LE MONDE ENVOÛTANT DE JULIE BOUCHARD

JULIE BOUCHARD, dans le prologue de son tout récent recueil de nouvelles intitulé Férocement humaines, étonne. Cette fois, elle nous offre neuf textes, neuf figures de femmes qui fascinent et soulèvent la curiosité. Dans cette introduction, l’auteure nous entraîne dans un théâtre désaffecté où des comédiennes saluent après un spectacle. Elles sont épuisées après un récital, on ne sait trop, peut-être celui de leur vie. Et après avoir lu ce prologue à quelques reprises, j’ai compris que ce sont les héroïnes de Férocement humaines qui sont là, celles que nous allons retrouver dans notre cheminement de lecteur. Toutes sont décédées, des spectres pour ainsi dire, qui se tiennent par la main devant une salle vide, des spectateurs qui ne sont jamais venus ou qui ont déserté pendant la représentation. Voilà une manière un peu étrange, mais Julie Bouchard nous a appris à ne pas trop nous étonner quand on se risque dans ses textes. Et, après tout, la lecture est une aventure périlleuse.

 

 

Vivianne ouvre le bal. Viviane Vachon, la lutteuse, la sœur du très célèbre Maurice Mad Dog Vachon, celui qui a fait rager des générations d’amateurs. Il a animé bien des soirées devant le petit écran de mon enfance. Il était le favori de mon père et celui que ma mère détestait au plus haut point. 

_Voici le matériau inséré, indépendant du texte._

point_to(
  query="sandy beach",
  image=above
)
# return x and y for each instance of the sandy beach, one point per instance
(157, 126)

Viviane est une pionnière qui a fait carrière au Japon et aux États-Unis. En 1971, elle remporte le championnat féminin de la AWA, se retrouve dans le réseau de ses frères au Québec, mais la Commission athlétique ne permettait pas aux femmes de monter sur le ring. Elle militera pour faire abolir cette discrimination comme bien de ses collègues qui ont dû mener des combats épiques, semblables avant de pouvoir participer à des compétitions internationales, particulièrement en athlétisme. Elle connaîtra une fin tragique.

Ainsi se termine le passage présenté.